The mind-body connection refers to the mind's ability to potentially impact the body's wellbeing and experiences, both positively and negatively. The mind, in this case, is more than just the brain. It refers to the thoughts, feelings, and mentality a person has toward themselves. It also includes their personal experiences and the world around them.
Stress is known to play a role in the development and progression of many different physical and mental health-related conditions. Decreasing stress may improve overall health.1-3
How can mind-body practices help people with endometriosis?
According to the mind-body connection theory, focusing on having a positive, relaxed attitude and outlook toward a situation may improve physical outcomes. In turn, having a negative outlook and believing in poor outcomes may negatively impact the body. In this sense, a positive, relaxed outlook may decrease stress. This may improve a person's mental, emotional, and physical health.1-4
Some experts believe that pain, including endometriosis-related pain, exists in a cycle with a person's mental health. For example, endometriosis-related pelvic pain may lead to anxiety or depression. Anxiety and depression, in turn, can increase a person's physical pain. This cycle can continue to loop, and both pain and feelings of anxiety or depression can keep worsening. Halting this cycle and using mind-body practices may help break this loop.1-4
Improving a person's outlook on life may also help them better cope with other symptoms that arise. Some mind-body practices involve mindful movement, such as yoga and tai chi.
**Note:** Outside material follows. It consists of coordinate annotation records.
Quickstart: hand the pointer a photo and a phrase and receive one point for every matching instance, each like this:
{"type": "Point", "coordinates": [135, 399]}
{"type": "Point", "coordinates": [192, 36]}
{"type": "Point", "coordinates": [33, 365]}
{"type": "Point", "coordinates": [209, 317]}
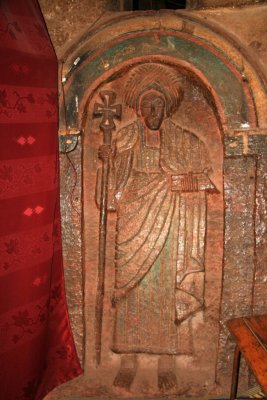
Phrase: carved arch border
{"type": "Point", "coordinates": [92, 60]}
{"type": "Point", "coordinates": [169, 61]}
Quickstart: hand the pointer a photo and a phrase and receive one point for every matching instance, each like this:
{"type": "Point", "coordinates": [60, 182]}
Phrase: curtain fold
{"type": "Point", "coordinates": [37, 351]}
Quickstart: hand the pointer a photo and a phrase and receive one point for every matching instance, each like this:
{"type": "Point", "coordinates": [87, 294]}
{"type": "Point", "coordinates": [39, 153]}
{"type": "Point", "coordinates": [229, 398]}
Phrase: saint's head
{"type": "Point", "coordinates": [154, 91]}
{"type": "Point", "coordinates": [152, 109]}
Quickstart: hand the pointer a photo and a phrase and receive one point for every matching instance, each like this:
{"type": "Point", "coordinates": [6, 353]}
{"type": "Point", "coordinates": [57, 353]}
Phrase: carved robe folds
{"type": "Point", "coordinates": [160, 198]}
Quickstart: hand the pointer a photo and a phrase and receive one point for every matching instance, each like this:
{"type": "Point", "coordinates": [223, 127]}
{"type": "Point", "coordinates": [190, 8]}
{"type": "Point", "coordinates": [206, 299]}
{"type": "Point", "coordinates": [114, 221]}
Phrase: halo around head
{"type": "Point", "coordinates": [152, 76]}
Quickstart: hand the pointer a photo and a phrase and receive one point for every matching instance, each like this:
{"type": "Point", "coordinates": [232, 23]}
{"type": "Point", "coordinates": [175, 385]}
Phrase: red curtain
{"type": "Point", "coordinates": [37, 351]}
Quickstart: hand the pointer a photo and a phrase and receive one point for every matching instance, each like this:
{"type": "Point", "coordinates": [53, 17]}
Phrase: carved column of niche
{"type": "Point", "coordinates": [244, 253]}
{"type": "Point", "coordinates": [71, 216]}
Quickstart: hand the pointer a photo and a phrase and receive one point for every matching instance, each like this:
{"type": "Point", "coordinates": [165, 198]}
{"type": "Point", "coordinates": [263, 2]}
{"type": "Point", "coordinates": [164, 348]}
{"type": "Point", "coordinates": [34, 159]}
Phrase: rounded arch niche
{"type": "Point", "coordinates": [223, 91]}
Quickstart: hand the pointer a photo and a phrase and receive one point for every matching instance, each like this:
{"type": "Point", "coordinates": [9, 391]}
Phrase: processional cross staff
{"type": "Point", "coordinates": [108, 111]}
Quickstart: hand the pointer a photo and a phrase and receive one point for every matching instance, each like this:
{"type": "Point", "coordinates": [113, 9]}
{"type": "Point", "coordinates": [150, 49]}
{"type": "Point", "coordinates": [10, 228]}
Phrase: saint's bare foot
{"type": "Point", "coordinates": [127, 372]}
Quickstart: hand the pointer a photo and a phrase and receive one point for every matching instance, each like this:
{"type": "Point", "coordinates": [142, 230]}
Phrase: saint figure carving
{"type": "Point", "coordinates": [158, 184]}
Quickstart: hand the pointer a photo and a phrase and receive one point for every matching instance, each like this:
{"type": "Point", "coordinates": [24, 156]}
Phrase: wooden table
{"type": "Point", "coordinates": [250, 334]}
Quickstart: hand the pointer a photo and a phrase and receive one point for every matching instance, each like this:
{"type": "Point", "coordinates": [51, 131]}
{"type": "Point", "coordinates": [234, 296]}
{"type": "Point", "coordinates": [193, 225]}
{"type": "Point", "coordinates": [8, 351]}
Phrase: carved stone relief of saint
{"type": "Point", "coordinates": [159, 179]}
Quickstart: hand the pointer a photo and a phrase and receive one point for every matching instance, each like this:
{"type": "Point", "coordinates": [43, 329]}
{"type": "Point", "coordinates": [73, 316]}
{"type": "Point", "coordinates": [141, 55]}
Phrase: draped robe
{"type": "Point", "coordinates": [160, 238]}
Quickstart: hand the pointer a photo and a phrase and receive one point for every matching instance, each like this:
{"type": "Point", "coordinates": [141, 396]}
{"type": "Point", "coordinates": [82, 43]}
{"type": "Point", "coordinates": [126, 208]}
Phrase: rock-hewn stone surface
{"type": "Point", "coordinates": [238, 275]}
{"type": "Point", "coordinates": [66, 19]}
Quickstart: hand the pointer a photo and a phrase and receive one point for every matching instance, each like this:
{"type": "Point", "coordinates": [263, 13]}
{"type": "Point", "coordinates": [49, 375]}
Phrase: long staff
{"type": "Point", "coordinates": [107, 111]}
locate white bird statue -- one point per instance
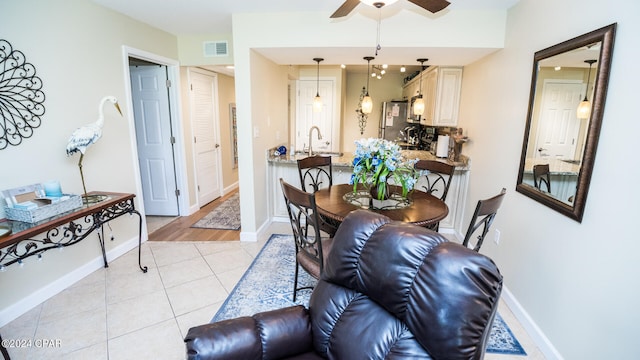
(86, 135)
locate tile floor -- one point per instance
(121, 313)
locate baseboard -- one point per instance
(253, 236)
(536, 334)
(41, 295)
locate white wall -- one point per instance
(577, 281)
(76, 48)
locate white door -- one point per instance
(307, 90)
(155, 141)
(206, 135)
(559, 126)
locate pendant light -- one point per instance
(418, 104)
(317, 101)
(367, 103)
(584, 109)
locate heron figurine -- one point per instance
(86, 135)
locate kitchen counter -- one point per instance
(346, 159)
(556, 166)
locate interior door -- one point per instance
(155, 141)
(307, 90)
(205, 125)
(559, 126)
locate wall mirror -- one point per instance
(560, 140)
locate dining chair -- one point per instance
(315, 172)
(438, 177)
(541, 175)
(311, 248)
(484, 214)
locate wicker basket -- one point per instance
(40, 213)
(46, 211)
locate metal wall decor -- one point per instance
(21, 96)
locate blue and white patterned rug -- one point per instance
(268, 285)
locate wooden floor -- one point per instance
(181, 230)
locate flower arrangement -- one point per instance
(375, 162)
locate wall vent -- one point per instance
(215, 48)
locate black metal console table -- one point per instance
(67, 229)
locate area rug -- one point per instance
(225, 216)
(268, 285)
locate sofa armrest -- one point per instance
(272, 334)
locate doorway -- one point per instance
(205, 124)
(307, 117)
(154, 136)
(180, 170)
(559, 127)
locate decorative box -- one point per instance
(20, 204)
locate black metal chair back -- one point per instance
(484, 215)
(315, 172)
(541, 175)
(305, 224)
(438, 177)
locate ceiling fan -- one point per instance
(430, 5)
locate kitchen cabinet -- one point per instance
(441, 88)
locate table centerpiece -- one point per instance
(378, 162)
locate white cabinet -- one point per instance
(441, 88)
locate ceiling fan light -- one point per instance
(375, 3)
(584, 109)
(418, 106)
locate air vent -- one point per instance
(215, 48)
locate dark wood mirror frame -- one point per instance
(574, 209)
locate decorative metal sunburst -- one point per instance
(21, 97)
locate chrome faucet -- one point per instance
(319, 138)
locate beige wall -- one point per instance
(79, 57)
(577, 281)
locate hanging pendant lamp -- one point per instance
(367, 103)
(418, 104)
(317, 101)
(584, 109)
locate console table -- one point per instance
(67, 229)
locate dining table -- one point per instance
(423, 209)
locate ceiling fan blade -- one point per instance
(345, 8)
(431, 5)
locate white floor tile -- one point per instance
(122, 313)
(160, 341)
(184, 271)
(196, 294)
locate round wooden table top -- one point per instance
(425, 210)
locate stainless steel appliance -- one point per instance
(393, 121)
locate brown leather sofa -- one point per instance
(389, 290)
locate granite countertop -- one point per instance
(346, 159)
(556, 166)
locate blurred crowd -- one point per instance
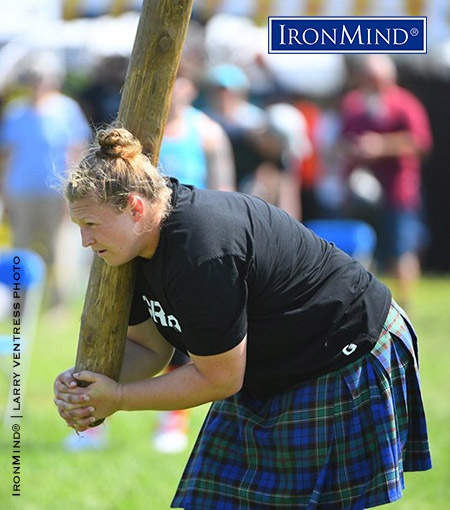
(349, 142)
(353, 148)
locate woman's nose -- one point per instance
(87, 239)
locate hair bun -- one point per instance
(118, 143)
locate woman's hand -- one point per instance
(79, 406)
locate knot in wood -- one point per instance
(164, 42)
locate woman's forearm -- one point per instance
(141, 362)
(182, 388)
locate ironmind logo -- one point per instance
(347, 34)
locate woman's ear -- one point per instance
(136, 206)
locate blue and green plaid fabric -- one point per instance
(341, 441)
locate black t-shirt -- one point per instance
(229, 264)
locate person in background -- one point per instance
(196, 151)
(42, 132)
(386, 131)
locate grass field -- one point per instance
(130, 475)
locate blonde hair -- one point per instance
(115, 167)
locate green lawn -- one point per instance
(130, 475)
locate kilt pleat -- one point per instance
(341, 441)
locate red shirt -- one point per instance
(396, 110)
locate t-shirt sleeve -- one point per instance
(211, 305)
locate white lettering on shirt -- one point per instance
(159, 316)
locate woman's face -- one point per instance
(113, 235)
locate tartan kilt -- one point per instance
(341, 441)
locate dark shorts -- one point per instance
(341, 441)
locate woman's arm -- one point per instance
(206, 379)
(146, 354)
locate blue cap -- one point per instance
(228, 76)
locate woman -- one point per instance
(310, 366)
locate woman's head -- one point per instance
(118, 198)
(115, 169)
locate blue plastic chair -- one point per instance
(22, 276)
(357, 238)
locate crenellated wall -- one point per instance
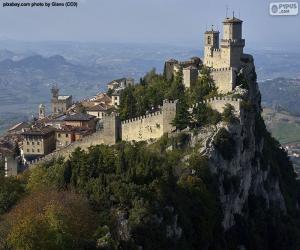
(219, 103)
(224, 78)
(151, 126)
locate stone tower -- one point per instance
(228, 53)
(55, 92)
(111, 128)
(232, 44)
(42, 111)
(211, 44)
(169, 113)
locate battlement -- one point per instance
(152, 114)
(221, 69)
(216, 50)
(139, 118)
(237, 42)
(84, 143)
(152, 125)
(216, 99)
(219, 103)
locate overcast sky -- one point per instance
(178, 22)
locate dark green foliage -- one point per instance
(2, 165)
(139, 181)
(242, 81)
(264, 228)
(154, 88)
(182, 119)
(204, 115)
(228, 114)
(231, 183)
(11, 190)
(109, 92)
(225, 144)
(204, 88)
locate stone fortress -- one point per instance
(222, 57)
(224, 63)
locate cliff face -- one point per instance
(247, 172)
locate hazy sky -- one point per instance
(146, 21)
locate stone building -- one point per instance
(11, 167)
(81, 120)
(99, 110)
(42, 111)
(67, 135)
(172, 66)
(116, 98)
(60, 103)
(150, 126)
(190, 76)
(224, 58)
(38, 142)
(120, 83)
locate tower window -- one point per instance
(208, 40)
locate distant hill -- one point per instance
(25, 83)
(284, 126)
(281, 93)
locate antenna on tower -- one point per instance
(226, 10)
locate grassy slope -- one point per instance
(284, 127)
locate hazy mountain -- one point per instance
(281, 93)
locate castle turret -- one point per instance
(42, 111)
(232, 44)
(211, 45)
(55, 92)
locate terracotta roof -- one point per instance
(232, 20)
(39, 131)
(79, 117)
(99, 107)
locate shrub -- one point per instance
(228, 114)
(224, 144)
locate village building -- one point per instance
(81, 120)
(116, 97)
(67, 135)
(190, 76)
(38, 142)
(99, 110)
(60, 103)
(120, 83)
(172, 66)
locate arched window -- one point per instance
(208, 40)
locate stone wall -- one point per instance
(108, 135)
(219, 103)
(224, 78)
(151, 126)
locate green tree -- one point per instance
(182, 118)
(228, 113)
(128, 103)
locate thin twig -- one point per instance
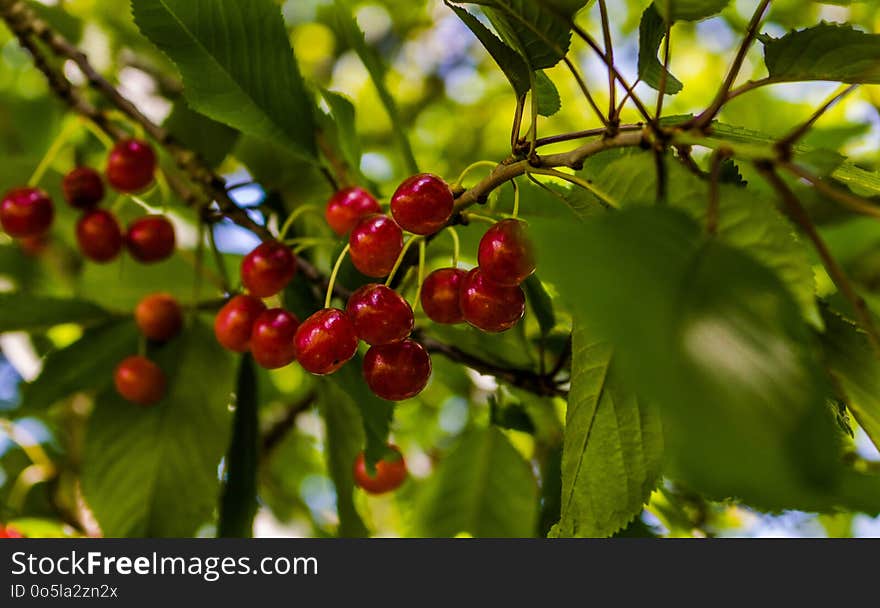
(797, 212)
(609, 60)
(798, 132)
(847, 199)
(703, 120)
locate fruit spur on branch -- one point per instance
(395, 366)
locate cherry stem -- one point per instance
(471, 167)
(479, 218)
(296, 213)
(515, 197)
(218, 259)
(52, 152)
(400, 257)
(456, 245)
(332, 280)
(577, 181)
(422, 253)
(164, 189)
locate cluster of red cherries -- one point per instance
(26, 213)
(395, 366)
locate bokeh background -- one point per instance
(457, 107)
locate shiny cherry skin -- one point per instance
(235, 321)
(489, 306)
(159, 317)
(422, 204)
(99, 236)
(375, 242)
(380, 315)
(150, 239)
(83, 188)
(26, 212)
(397, 371)
(272, 338)
(131, 165)
(506, 255)
(440, 295)
(347, 206)
(139, 380)
(11, 532)
(325, 341)
(390, 473)
(268, 269)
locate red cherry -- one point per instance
(397, 371)
(422, 204)
(10, 532)
(268, 269)
(347, 206)
(325, 341)
(139, 380)
(440, 295)
(159, 317)
(375, 243)
(380, 315)
(26, 212)
(150, 239)
(272, 338)
(489, 306)
(131, 165)
(506, 255)
(83, 188)
(99, 235)
(390, 473)
(235, 321)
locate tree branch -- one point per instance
(835, 271)
(703, 120)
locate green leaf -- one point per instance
(483, 487)
(345, 438)
(689, 10)
(541, 304)
(514, 67)
(376, 413)
(353, 35)
(152, 471)
(536, 31)
(652, 30)
(714, 339)
(237, 65)
(212, 140)
(238, 503)
(824, 52)
(23, 312)
(745, 219)
(549, 102)
(85, 365)
(613, 448)
(860, 181)
(851, 360)
(341, 123)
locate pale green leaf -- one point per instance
(153, 471)
(613, 448)
(237, 65)
(824, 52)
(483, 487)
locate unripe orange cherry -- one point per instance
(139, 380)
(159, 317)
(390, 473)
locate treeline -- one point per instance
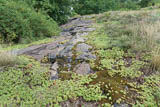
(22, 21)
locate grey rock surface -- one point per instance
(83, 68)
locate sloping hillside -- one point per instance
(109, 59)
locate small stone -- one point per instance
(82, 47)
(67, 52)
(52, 57)
(83, 68)
(86, 56)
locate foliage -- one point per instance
(7, 59)
(29, 84)
(20, 23)
(59, 10)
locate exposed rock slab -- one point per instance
(83, 68)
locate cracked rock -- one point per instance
(83, 68)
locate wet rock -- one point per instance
(54, 73)
(67, 52)
(52, 57)
(82, 47)
(77, 39)
(86, 56)
(83, 68)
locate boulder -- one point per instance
(83, 68)
(82, 47)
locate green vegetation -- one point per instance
(126, 44)
(21, 24)
(28, 83)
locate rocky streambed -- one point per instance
(68, 51)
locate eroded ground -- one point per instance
(93, 63)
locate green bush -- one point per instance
(20, 23)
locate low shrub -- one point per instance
(21, 23)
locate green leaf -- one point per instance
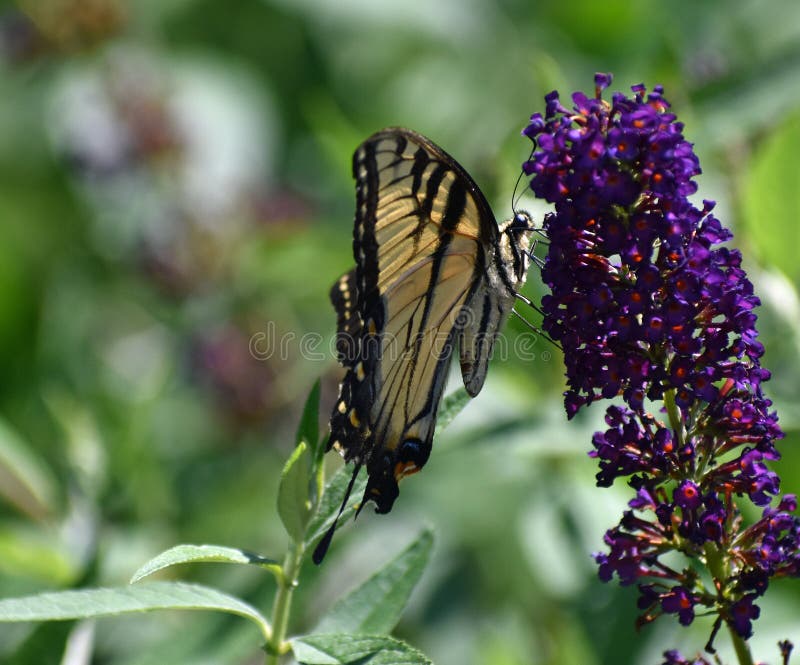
(308, 430)
(341, 648)
(293, 502)
(26, 481)
(451, 406)
(375, 606)
(90, 603)
(331, 500)
(203, 553)
(771, 199)
(38, 553)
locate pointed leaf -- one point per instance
(332, 500)
(308, 430)
(771, 198)
(203, 553)
(451, 406)
(341, 648)
(88, 603)
(293, 503)
(375, 606)
(26, 480)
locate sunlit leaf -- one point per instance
(332, 500)
(294, 507)
(308, 429)
(341, 648)
(92, 603)
(205, 554)
(36, 553)
(451, 406)
(375, 606)
(771, 199)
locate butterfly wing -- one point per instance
(423, 236)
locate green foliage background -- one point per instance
(175, 202)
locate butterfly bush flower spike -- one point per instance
(652, 309)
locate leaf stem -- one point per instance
(741, 647)
(287, 582)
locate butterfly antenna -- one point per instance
(514, 198)
(538, 331)
(322, 547)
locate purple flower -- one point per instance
(649, 307)
(681, 602)
(743, 611)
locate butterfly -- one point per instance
(433, 270)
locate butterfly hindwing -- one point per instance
(428, 273)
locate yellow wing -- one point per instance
(423, 234)
(430, 267)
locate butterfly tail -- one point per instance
(322, 547)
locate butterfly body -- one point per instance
(433, 271)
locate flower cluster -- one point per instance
(650, 307)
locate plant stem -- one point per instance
(675, 420)
(276, 647)
(717, 567)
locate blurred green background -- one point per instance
(175, 202)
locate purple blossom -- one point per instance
(649, 307)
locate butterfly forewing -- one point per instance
(426, 247)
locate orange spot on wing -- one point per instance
(403, 469)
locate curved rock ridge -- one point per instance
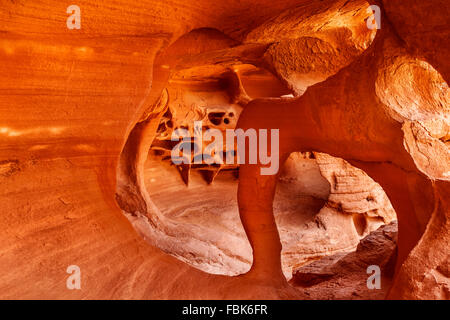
(86, 117)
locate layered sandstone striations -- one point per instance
(85, 117)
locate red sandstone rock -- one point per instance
(363, 118)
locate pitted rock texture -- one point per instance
(363, 117)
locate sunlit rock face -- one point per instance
(87, 116)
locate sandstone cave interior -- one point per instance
(364, 127)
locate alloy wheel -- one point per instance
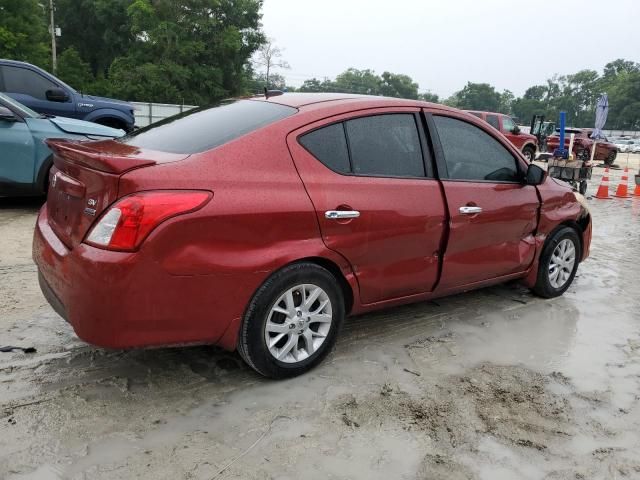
(298, 323)
(561, 263)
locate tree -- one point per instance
(269, 56)
(352, 80)
(191, 51)
(23, 32)
(477, 96)
(398, 85)
(99, 30)
(429, 97)
(74, 71)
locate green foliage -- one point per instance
(577, 95)
(477, 96)
(99, 30)
(198, 51)
(23, 31)
(429, 97)
(74, 71)
(398, 85)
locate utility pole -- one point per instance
(52, 29)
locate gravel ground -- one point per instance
(493, 384)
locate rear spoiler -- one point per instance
(117, 159)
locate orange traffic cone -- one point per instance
(603, 189)
(623, 187)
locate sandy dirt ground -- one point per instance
(493, 384)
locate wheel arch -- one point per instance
(335, 270)
(229, 339)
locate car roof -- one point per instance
(301, 100)
(15, 62)
(487, 113)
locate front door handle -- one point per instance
(341, 214)
(470, 210)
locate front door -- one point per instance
(376, 200)
(493, 215)
(30, 88)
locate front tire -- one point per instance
(558, 263)
(292, 322)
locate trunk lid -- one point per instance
(84, 182)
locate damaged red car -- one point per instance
(260, 224)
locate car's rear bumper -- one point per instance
(121, 300)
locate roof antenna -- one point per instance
(271, 93)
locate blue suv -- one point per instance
(44, 93)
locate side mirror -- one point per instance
(57, 95)
(7, 115)
(535, 175)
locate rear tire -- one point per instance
(558, 263)
(285, 331)
(529, 153)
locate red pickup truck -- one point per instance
(526, 143)
(582, 145)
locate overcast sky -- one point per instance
(442, 44)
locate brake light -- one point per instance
(129, 221)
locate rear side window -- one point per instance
(472, 154)
(380, 145)
(329, 145)
(385, 145)
(205, 128)
(26, 82)
(493, 121)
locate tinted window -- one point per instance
(329, 145)
(472, 154)
(386, 145)
(27, 82)
(205, 128)
(493, 121)
(508, 124)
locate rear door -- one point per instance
(493, 215)
(16, 157)
(377, 203)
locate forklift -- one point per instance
(541, 130)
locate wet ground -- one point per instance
(494, 384)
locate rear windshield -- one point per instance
(205, 128)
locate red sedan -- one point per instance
(259, 224)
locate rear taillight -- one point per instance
(128, 221)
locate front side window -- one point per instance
(508, 125)
(385, 145)
(493, 121)
(26, 82)
(472, 154)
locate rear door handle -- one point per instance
(341, 214)
(470, 210)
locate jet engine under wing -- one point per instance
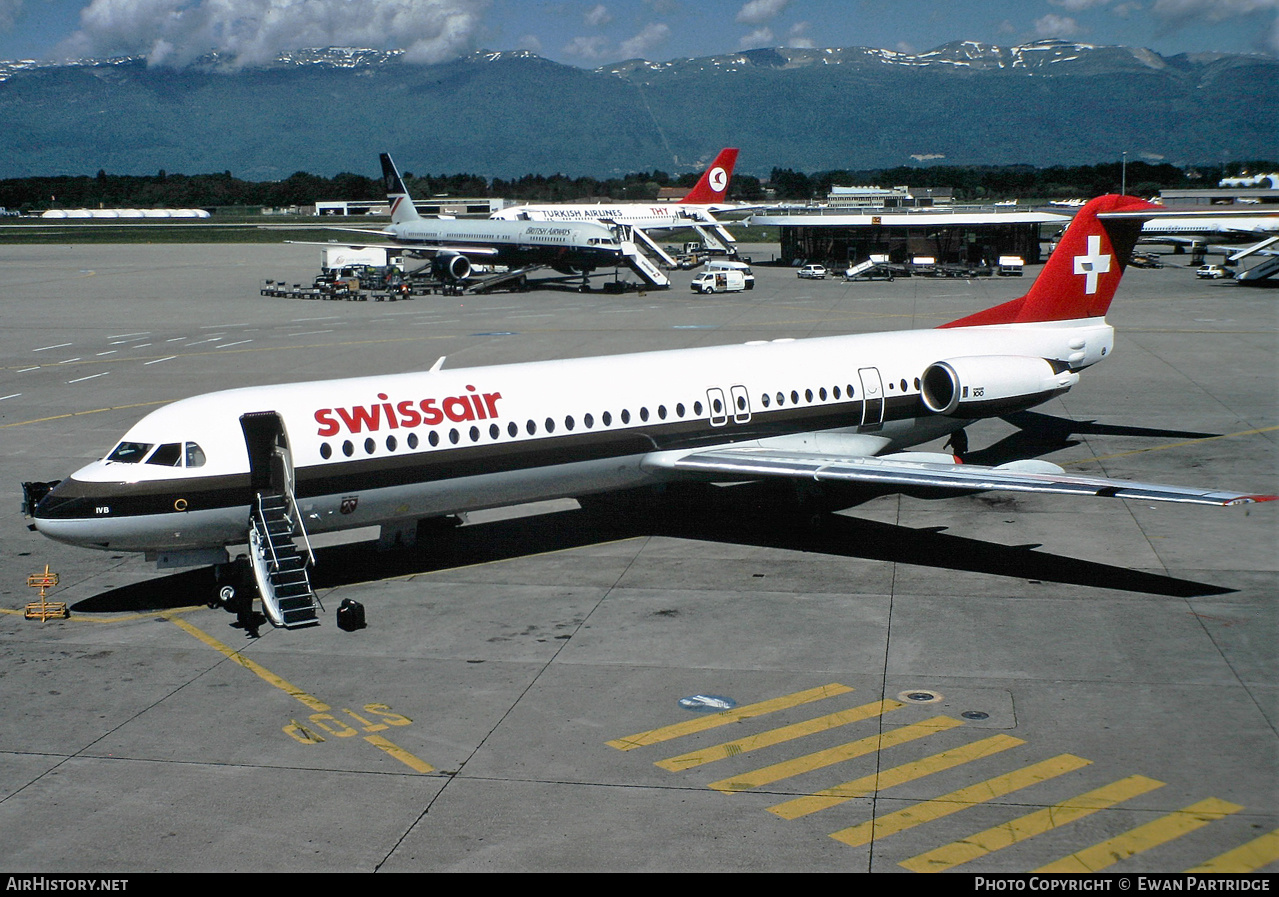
(927, 471)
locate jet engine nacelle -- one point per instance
(450, 266)
(990, 385)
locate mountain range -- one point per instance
(505, 114)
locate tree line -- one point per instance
(976, 183)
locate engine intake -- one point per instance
(991, 385)
(450, 266)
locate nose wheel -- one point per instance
(235, 590)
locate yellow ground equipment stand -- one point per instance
(44, 609)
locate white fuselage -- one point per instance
(652, 215)
(395, 448)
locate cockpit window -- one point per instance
(129, 453)
(166, 456)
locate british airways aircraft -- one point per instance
(270, 465)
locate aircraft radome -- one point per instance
(269, 465)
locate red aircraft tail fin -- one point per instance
(713, 186)
(1080, 278)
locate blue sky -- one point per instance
(595, 32)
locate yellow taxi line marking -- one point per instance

These help reduce stress and relax muscles, which may decrease pain. Few studies have explored the impact of mind-body practices on endometriosis-related symptoms. More research needs to be done to better understand this possible link. However, results thus far have shown that mind-body practices may improve a person's overall quality of life.5-7
Examples of mind-body practices
Mind-body practices can take on many forms, including:2,8
- Meditation – A practice that involves focusing the mind. Many forms of meditation involve sitting quietly and alone. Meditation can also occur during prayer. While it is regularly used in some religions, it does not have to be a religious practice. Meditation may also take the form of using guided imagery. Guided imagery relies on the imagination to picture different relaxing situations or locations. The guiding can come from an in-person guide, tapes, or videos.
- Mindfulness – Mindfulness is often considered a type of meditation. However, it does not always have to take place alone or in 1 place. Mindfulness can happen at any time or anywhere. It involves being aware and present in each moment. The mind can go on autopilot during routine events, such as driving to work or watching TV. Making an effort in these moments to be present and taking special care to notice the things going on around you is considered practicing mindfulness.
- Yoga, tai chi, and qigong – These practices involve tapping into the mind-body connection via physical movement. They are sometimes called mindful movement. They can each take on many forms and intensities, making them accessible to most people. Mindful movement therapies can be performed at a studio or on your own at home with the help of self-guided videos or recordings.
- Hypnosis – Hypnosis can be performed by a trained professional on a person to induce a trance-like state of deep focus. This focus is generally directed at 1 thought, idea, task, or object. It causes the person experiencing it to have no other distractions. Hypnosis can also be self-guided in some situations.